First of all laughter is the actual bodily expression of joy, comedy and humor. It is what it all strive for.
Laughter is the bodily expression of nervousness, confusion, embarrassment or tickling as well, but that is not our concern.
Laughter is always a human, collective occupation. We always laugh at other humans. When we laugh at animals or a formation in nature what we see is the human aspect in it, how it looks like human characters or humans in a situation.
We also always laugh together with other people when we laugh, sometimes indirect – as when reading a book alone, watching TV or seeing something funny on the street or in nature – but nevertheless it is always in relation to other people real or fictive. One laughter can provoke others to laugh, as in the theatre where it is so much easier to get a big crowd to laugh then just a half house.

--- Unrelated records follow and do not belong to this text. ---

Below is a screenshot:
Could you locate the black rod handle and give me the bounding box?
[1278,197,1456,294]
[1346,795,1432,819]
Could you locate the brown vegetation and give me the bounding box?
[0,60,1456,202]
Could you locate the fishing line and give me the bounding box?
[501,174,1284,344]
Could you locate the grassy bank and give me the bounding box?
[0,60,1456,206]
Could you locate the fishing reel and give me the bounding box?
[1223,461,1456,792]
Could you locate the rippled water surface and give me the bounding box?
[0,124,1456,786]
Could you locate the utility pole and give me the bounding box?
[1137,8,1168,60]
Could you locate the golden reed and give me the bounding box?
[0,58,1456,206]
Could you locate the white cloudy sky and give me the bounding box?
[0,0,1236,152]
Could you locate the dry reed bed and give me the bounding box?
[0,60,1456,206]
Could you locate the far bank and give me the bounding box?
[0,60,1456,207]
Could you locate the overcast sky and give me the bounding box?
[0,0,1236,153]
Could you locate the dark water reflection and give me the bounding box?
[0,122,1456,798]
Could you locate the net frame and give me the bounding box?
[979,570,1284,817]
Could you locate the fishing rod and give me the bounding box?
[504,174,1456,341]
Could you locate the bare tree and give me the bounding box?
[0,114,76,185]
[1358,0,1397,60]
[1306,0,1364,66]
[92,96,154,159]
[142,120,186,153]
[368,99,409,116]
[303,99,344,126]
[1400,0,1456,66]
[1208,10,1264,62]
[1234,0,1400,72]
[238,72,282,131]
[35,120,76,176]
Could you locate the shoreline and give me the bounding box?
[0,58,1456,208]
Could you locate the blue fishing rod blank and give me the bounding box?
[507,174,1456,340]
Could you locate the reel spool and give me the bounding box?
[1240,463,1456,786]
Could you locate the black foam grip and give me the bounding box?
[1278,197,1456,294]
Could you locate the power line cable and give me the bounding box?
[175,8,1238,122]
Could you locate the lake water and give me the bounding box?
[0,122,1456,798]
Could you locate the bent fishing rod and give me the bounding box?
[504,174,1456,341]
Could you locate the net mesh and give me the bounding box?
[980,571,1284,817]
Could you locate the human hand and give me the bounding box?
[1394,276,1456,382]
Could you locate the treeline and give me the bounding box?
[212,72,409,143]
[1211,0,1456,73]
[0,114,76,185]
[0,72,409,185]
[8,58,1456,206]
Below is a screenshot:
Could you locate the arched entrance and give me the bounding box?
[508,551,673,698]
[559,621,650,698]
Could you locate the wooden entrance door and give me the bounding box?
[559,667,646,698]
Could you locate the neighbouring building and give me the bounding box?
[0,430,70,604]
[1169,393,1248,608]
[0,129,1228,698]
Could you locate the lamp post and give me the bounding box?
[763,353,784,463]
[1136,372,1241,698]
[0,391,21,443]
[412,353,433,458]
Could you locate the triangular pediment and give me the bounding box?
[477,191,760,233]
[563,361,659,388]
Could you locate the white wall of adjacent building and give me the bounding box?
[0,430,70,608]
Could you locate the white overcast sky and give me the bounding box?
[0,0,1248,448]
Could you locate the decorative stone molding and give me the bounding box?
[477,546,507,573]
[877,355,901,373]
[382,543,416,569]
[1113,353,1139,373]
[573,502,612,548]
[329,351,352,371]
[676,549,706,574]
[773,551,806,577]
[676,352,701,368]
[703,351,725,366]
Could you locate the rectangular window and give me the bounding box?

We sort of hide in the crowd of laughing people. There in the crowd we forget ourselves in the laughter of the mass. We forget our mortality – oblivio mori.
But we I talk about laughter I also talk about the laughing culture, emerging from the Renaissance and Middle Ages, which Bakhtin were talking about. Here laughter is much more a view on the world seen from the common people and therefore it the essence of Vulgar Comedy. It is the carnivalesque feast as paradigm.
It is a laughing culture of resistance. It is satire; it is ridicule; it is slapstick; it is the cartoons on Facebook; it is punks, hippies, indie kids; it is jesters and jugglers; it is ritual celebrations. It is the resistance that fights the power with a laugh that never trusts the seriousness of the powerful. It is a culture that always knows that the serious authorities from above always wants something from you and a culture who’s weapon is laughter.
The laughing brings the common people together. It creates an understanding of the world seen from “the other side”, the unofficial side, from Commedia dell’Arte through Chaplin to the Occupy movement.